Johnston: I think we are looking at significant exposure that's not necessary. To be blunt, that that leads to potential exposure of liability with employers. I think there's going to be significant ramifications afterwards of pharmacists and technicians that assess the situation and have a different look at their employer and how much they're truly valued, and whether or not they want to continue a employment relationship with that organization. I think there's some really serious implications here. Again there's a lot of employers that are doing the right thing that have really stepped up for their pharmacists and their technicians, that have that have put their well-being ahead of profits and other business matters, and I think they're going to come out of the winners in the end of all this

Drug Topics®: To go along on a more positive note, what was some of the more promising data that the NPTA found in its survey?

Johnston: So overall, we were very impressed and felt that it was promising to see what was happening at the independent retail pharmacies and health system pharmacies. I think the other positive outcome is looking at what's happened over the last two weeks and seeing that there have been significant improvements and changes that have come. Certainly we would have liked to see these implementations made earlier, but across the board, including the chain retail pharmacies, they do appear to have implemented a lot of the recommendations, they are involving PPE and have installed plexiglass and most locations now, but there's still some chain pharmacies that are not doing this. Now they're going against CDC recommendations and guidelines too. But overall, I think the majority of organizations have been made aware of the data and have taken a look at that and made the improvements that they can. If the survey data and exposure of this has made a positive outcome in any way, then then we feel like we've we've accomplished something important with this.

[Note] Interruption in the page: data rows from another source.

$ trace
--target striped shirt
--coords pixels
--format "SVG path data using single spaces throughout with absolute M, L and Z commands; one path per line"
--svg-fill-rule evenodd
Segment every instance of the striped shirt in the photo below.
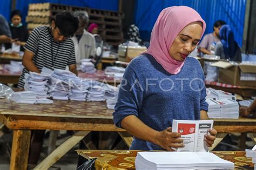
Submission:
M 41 26 L 34 29 L 24 49 L 35 55 L 33 62 L 40 71 L 44 66 L 52 70 L 65 70 L 66 66 L 76 64 L 73 41 L 70 38 L 60 42 L 55 41 L 49 26 Z M 25 68 L 23 69 L 18 87 L 23 87 L 24 74 L 29 72 Z

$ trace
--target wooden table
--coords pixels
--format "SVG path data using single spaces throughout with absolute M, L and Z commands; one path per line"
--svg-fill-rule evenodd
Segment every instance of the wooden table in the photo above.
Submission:
M 113 76 L 105 74 L 103 70 L 97 70 L 94 73 L 86 73 L 78 71 L 78 77 L 81 78 L 92 79 L 114 86 L 121 83 L 121 78 L 114 78 Z
M 14 130 L 10 169 L 26 169 L 31 130 L 78 131 L 34 169 L 47 169 L 91 131 L 118 132 L 130 145 L 124 130 L 113 125 L 112 112 L 105 102 L 55 100 L 33 105 L 0 99 L 0 120 Z
M 21 72 L 12 73 L 4 70 L 4 64 L 0 64 L 0 83 L 18 84 Z
M 55 100 L 52 104 L 32 105 L 0 99 L 0 120 L 7 127 L 14 130 L 10 169 L 26 169 L 31 130 L 78 131 L 35 169 L 46 169 L 92 131 L 118 132 L 130 146 L 132 138 L 124 130 L 113 125 L 112 112 L 113 110 L 107 109 L 105 102 Z M 240 118 L 214 121 L 214 127 L 219 132 L 219 134 L 256 132 L 255 119 Z
M 214 119 L 213 128 L 218 132 L 217 139 L 210 151 L 214 149 L 228 133 L 241 133 L 239 147 L 245 149 L 246 133 L 247 132 L 256 133 L 256 119 L 239 117 L 238 119 Z M 254 142 L 256 137 L 252 134 L 251 138 Z M 256 143 L 255 143 L 256 144 Z
M 90 159 L 97 158 L 95 168 L 98 169 L 135 169 L 135 159 L 138 151 L 77 150 L 83 157 Z M 234 163 L 235 169 L 253 169 L 252 158 L 245 157 L 245 152 L 212 152 L 219 157 Z
M 22 61 L 23 56 L 19 55 L 12 55 L 8 53 L 1 53 L 0 54 L 1 60 L 15 60 L 15 61 Z

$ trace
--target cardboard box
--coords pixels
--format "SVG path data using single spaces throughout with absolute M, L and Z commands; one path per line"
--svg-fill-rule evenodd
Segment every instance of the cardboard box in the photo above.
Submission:
M 147 50 L 145 46 L 130 46 L 127 48 L 126 58 L 126 62 L 130 62 L 133 58 L 139 56 L 142 52 Z
M 227 69 L 220 68 L 219 82 L 237 86 L 256 86 L 255 80 L 240 80 L 240 72 L 256 73 L 256 65 L 240 64 Z

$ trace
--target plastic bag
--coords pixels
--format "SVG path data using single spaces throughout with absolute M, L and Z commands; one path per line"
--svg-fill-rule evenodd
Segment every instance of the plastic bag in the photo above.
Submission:
M 78 167 L 77 170 L 95 170 L 95 163 L 96 159 L 95 158 L 87 160 Z
M 0 83 L 0 98 L 9 99 L 14 93 L 11 87 Z

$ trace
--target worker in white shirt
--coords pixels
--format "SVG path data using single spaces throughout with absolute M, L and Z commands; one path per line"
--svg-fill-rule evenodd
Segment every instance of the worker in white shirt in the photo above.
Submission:
M 84 58 L 94 58 L 95 57 L 95 38 L 85 30 L 89 23 L 88 13 L 84 11 L 76 11 L 73 15 L 78 18 L 79 23 L 77 31 L 71 38 L 74 43 L 77 64 Z

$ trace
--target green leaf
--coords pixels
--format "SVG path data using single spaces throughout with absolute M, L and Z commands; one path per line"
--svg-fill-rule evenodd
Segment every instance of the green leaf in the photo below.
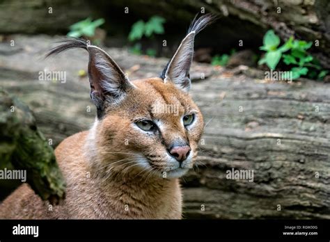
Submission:
M 89 25 L 81 29 L 81 32 L 84 35 L 93 36 L 95 33 L 95 28 L 93 25 Z
M 268 65 L 270 69 L 274 70 L 278 61 L 280 61 L 281 56 L 282 53 L 278 50 L 266 53 L 265 58 L 266 59 L 267 65 Z
M 101 25 L 102 25 L 103 24 L 104 24 L 104 19 L 96 19 L 95 21 L 94 21 L 93 22 L 93 26 L 94 26 L 94 28 L 97 28 L 99 26 L 100 26 Z
M 267 50 L 275 50 L 280 45 L 280 38 L 277 36 L 272 30 L 267 31 L 263 39 L 264 46 Z
M 79 30 L 81 29 L 86 26 L 91 24 L 92 19 L 90 17 L 86 18 L 86 19 L 79 21 L 70 26 L 70 30 Z
M 69 37 L 74 37 L 74 38 L 79 38 L 82 35 L 81 32 L 78 31 L 72 31 L 68 33 L 67 36 Z
M 298 63 L 297 62 L 296 59 L 294 58 L 294 56 L 291 55 L 283 55 L 283 62 L 286 65 L 290 65 L 290 64 L 297 64 Z
M 258 62 L 258 65 L 262 65 L 262 64 L 265 64 L 265 63 L 266 63 L 266 58 L 264 56 L 263 58 L 259 60 L 259 61 Z
M 147 49 L 146 53 L 149 56 L 156 56 L 157 51 L 155 49 Z
M 281 47 L 278 48 L 278 50 L 281 52 L 285 52 L 288 51 L 292 47 L 292 42 L 293 42 L 293 36 L 291 36 L 289 40 L 285 42 L 285 43 L 282 45 Z
M 129 49 L 129 52 L 135 55 L 141 54 L 141 46 L 140 43 L 136 43 L 132 47 L 130 47 Z
M 221 65 L 221 66 L 226 66 L 229 60 L 230 56 L 224 54 L 221 56 L 215 55 L 212 58 L 211 65 Z
M 291 69 L 292 72 L 292 79 L 297 79 L 300 76 L 306 75 L 308 72 L 308 68 L 307 67 L 292 67 Z
M 305 57 L 306 52 L 299 49 L 292 49 L 291 50 L 291 54 L 294 57 L 301 58 Z
M 325 76 L 327 76 L 327 74 L 328 74 L 328 72 L 329 72 L 329 71 L 325 70 L 321 71 L 321 72 L 319 73 L 319 74 L 317 75 L 317 79 L 320 79 L 320 80 L 323 79 L 323 78 L 324 78 Z
M 129 41 L 140 40 L 144 33 L 145 23 L 143 20 L 139 20 L 132 26 L 131 31 L 128 35 Z

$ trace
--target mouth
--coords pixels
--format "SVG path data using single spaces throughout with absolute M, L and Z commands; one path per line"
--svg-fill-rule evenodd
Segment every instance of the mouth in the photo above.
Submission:
M 189 168 L 178 168 L 174 170 L 171 170 L 169 171 L 166 172 L 166 177 L 164 178 L 179 178 L 184 175 L 188 172 Z M 163 176 L 164 177 L 164 176 Z

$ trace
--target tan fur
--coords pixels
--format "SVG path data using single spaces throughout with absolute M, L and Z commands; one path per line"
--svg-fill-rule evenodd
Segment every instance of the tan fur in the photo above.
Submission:
M 90 131 L 66 138 L 56 149 L 67 182 L 63 202 L 50 209 L 48 202 L 24 184 L 0 205 L 0 218 L 181 218 L 178 179 L 162 177 L 170 169 L 166 145 L 178 138 L 189 140 L 195 157 L 202 115 L 189 95 L 171 82 L 154 78 L 132 83 L 137 88 L 109 108 Z M 153 113 L 162 122 L 162 138 L 134 127 L 135 118 L 150 116 L 155 103 L 179 107 L 178 115 Z M 186 130 L 181 119 L 191 111 L 196 120 Z M 137 162 L 143 157 L 149 159 L 152 170 Z M 186 165 L 191 168 L 193 161 Z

Drug Topics®: And then there was also a report from the NCPA, the National Community Pharmacists Association, that nearly 990 percent of community pharmacists have experienced some sort of drug shortage since the outbreak began. Have pharmacies in general been seeing shortages, MPP and other protective equipment as well or should they expect to experience a supply shortages?

Johnston: Yes, so that has been a significant issue with the PPE just being overall shortage of it and needing to reserve as much of that as possible for the highest risk situations going on in healthcare right now. A lot of employers may point to that and say, well, we couldn't do it because there was a shortage, there wasn't capacity. And, and in those situations, I push back though and say, okay, but if that was truly the case, why were you prohibiting your employees from bringing their own supply? Everything doesn't line up there. There certainly is still a shortage going on, and so you've got situations where they may have to be using cloth masks and things of that nature. But I don't think that we're going see a huge influx of supply anytime soon. Tt is going to be an issue that needs to be watched.

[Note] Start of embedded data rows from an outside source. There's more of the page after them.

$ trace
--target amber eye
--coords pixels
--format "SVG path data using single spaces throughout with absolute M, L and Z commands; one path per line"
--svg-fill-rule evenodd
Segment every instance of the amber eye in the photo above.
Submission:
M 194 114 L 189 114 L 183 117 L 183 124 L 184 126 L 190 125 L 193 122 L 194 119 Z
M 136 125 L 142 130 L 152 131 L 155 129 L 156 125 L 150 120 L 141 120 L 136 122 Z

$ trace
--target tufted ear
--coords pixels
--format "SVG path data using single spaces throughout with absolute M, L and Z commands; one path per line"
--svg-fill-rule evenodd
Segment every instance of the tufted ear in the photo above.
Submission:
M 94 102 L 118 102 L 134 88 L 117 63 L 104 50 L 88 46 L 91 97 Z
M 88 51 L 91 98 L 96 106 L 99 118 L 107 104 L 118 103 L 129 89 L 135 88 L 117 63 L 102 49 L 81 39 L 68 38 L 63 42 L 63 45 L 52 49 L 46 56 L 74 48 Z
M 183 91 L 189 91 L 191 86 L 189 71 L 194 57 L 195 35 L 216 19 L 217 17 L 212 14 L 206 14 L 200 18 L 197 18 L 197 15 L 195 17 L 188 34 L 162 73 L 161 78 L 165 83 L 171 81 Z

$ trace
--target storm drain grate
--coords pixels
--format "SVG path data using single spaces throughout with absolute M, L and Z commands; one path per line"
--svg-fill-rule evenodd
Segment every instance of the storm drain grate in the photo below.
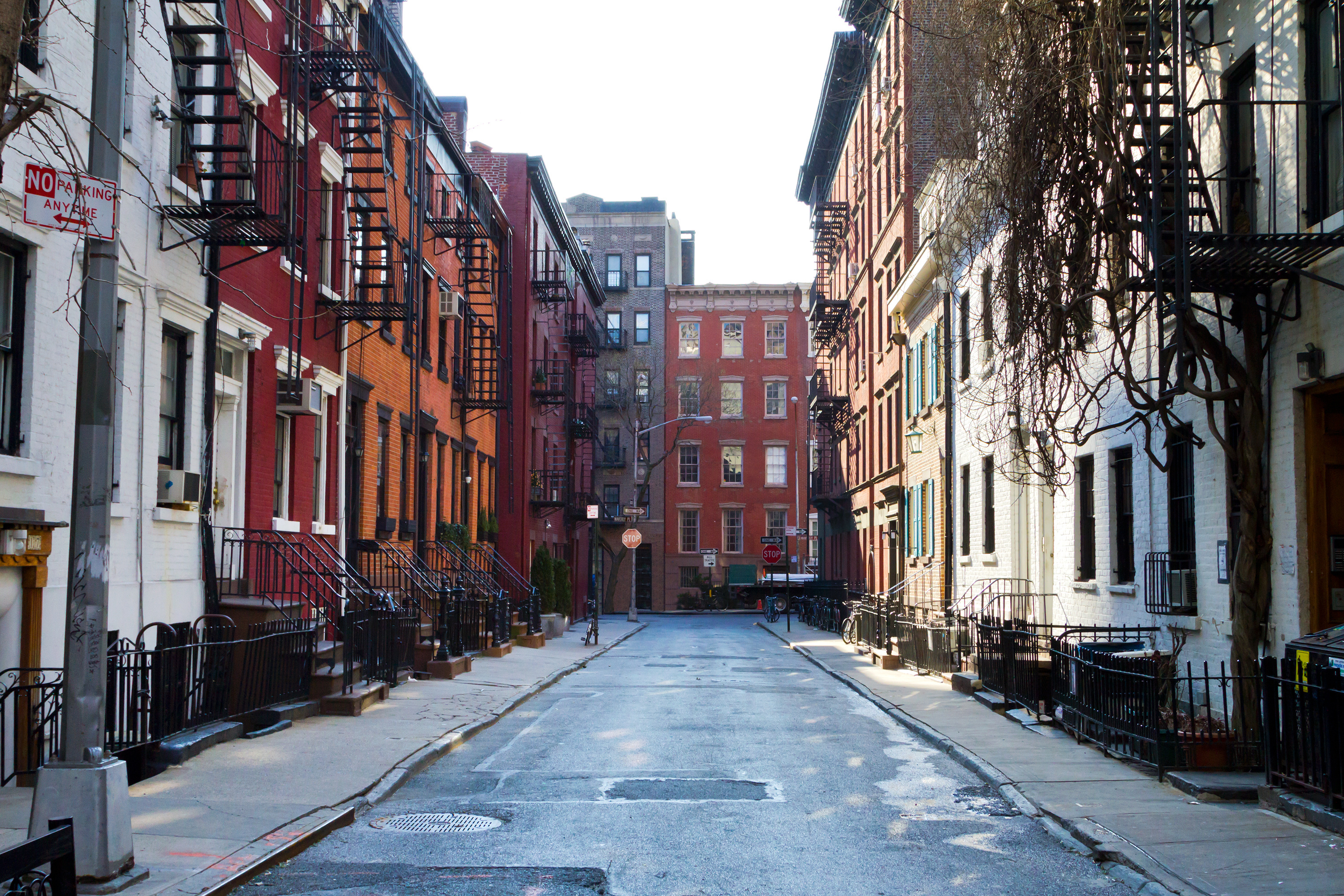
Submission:
M 489 815 L 470 815 L 468 813 L 421 813 L 417 815 L 387 815 L 368 822 L 370 827 L 383 830 L 407 830 L 429 834 L 472 834 L 478 830 L 489 830 L 503 825 L 499 818 Z

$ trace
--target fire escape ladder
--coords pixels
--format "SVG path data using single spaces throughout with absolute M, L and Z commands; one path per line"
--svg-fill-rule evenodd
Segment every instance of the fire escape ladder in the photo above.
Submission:
M 173 71 L 173 150 L 196 201 L 159 211 L 207 246 L 286 246 L 290 146 L 246 110 L 224 0 L 160 0 Z M 207 19 L 202 9 L 214 8 Z M 243 64 L 251 64 L 243 56 Z

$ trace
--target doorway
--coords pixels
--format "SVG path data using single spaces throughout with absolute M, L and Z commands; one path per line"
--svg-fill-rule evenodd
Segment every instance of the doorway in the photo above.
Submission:
M 1306 394 L 1308 631 L 1344 625 L 1344 383 Z

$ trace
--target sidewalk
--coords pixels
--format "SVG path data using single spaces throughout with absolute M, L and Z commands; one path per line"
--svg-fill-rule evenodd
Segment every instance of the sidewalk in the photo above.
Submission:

Drug Topics®: And then finally, in the NPTA press release, you called on all state boards of pharmacy and other regulatory agencies to immediately require pharmacies to take the necessary actions to protect their pharmacists. Ideally, what specific actions does and NPTA Want to see? And From whom?

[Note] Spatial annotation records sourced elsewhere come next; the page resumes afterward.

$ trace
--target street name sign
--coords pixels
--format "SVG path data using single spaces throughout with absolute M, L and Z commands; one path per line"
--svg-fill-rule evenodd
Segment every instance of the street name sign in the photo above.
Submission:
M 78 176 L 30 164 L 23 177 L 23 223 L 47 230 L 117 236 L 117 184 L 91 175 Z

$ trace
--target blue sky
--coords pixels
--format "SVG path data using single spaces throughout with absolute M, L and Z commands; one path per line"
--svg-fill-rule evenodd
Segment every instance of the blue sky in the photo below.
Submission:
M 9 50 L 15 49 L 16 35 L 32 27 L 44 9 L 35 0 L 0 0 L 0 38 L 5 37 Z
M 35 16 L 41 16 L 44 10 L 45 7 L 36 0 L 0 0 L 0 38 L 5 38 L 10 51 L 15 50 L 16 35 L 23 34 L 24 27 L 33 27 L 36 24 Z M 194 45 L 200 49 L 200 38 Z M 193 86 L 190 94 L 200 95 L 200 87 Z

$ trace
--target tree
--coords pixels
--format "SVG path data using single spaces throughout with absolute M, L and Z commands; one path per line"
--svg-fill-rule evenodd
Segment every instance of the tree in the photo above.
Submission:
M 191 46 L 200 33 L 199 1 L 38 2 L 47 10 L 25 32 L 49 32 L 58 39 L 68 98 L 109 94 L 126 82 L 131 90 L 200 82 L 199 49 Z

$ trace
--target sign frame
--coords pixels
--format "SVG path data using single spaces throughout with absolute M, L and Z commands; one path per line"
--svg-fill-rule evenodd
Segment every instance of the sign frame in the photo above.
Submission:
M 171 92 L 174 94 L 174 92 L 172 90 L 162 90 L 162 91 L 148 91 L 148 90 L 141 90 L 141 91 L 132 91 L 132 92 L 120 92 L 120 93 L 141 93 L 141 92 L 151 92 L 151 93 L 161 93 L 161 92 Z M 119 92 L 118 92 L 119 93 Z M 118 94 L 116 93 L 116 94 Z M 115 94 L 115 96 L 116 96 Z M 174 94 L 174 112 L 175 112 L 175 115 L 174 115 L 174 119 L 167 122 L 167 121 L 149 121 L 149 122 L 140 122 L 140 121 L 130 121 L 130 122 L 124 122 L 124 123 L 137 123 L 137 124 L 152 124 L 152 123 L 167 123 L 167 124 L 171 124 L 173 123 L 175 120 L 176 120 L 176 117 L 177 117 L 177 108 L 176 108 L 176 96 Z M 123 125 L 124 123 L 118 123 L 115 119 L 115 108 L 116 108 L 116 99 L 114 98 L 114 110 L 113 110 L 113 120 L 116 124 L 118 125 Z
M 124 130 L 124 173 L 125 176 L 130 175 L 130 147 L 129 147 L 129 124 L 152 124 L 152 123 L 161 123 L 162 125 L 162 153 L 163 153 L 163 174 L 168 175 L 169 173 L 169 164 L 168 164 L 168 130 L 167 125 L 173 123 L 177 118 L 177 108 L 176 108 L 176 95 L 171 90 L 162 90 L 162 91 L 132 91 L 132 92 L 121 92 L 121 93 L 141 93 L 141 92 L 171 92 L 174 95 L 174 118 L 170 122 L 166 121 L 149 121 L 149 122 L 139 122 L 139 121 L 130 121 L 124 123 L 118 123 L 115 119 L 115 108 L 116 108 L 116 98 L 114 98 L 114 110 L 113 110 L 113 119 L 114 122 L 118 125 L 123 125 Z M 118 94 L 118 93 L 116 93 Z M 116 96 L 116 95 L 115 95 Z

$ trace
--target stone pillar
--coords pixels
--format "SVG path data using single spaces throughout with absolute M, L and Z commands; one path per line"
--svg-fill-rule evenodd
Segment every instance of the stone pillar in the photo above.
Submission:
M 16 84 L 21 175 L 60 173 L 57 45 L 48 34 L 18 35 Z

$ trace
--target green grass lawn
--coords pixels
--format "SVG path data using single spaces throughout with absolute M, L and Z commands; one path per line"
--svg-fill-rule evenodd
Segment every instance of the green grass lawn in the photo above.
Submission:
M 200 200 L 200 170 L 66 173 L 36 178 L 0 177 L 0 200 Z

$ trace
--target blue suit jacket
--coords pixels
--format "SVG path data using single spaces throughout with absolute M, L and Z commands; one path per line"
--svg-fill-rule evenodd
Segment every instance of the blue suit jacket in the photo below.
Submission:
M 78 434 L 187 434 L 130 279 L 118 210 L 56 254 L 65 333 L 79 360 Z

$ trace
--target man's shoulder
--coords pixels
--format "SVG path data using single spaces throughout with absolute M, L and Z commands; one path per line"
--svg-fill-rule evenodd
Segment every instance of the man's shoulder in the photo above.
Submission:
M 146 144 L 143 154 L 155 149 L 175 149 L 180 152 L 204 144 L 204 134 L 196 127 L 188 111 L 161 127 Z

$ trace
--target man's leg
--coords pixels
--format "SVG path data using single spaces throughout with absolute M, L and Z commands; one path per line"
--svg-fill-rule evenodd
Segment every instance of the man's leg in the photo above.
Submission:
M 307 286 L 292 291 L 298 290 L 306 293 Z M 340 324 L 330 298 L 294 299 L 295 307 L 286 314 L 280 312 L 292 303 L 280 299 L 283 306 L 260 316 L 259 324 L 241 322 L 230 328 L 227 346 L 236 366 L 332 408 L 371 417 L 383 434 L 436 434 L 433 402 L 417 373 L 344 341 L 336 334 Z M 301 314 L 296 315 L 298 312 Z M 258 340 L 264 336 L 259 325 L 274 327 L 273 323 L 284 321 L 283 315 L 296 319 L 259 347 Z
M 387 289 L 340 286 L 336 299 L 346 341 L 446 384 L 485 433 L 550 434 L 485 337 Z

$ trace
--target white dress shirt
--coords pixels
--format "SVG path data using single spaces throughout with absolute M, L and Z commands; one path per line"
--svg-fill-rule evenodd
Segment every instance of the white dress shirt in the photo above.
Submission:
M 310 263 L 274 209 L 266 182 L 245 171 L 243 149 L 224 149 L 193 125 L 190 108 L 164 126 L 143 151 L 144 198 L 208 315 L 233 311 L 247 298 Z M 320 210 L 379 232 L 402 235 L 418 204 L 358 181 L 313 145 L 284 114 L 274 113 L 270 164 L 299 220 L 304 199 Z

Johnston: I think the easiest way to do it is simply in following and implementing the guidelines established by FIP on the recommendations to safeguard the pharmacy workforce. We've already got documentation, and internationally agreed upon guidelines and recommendations, so I think that's probably the easiest step in getting that put out there.

Drug Topics®: Dr. Johnson, thank you so much for taking the time to discuss a super important topic. I really appreciate your time and stay well.

Johnston: All right, you too. Thank you.

 

Editor’s note: This interview transcription has been lightly edited for style and clarity.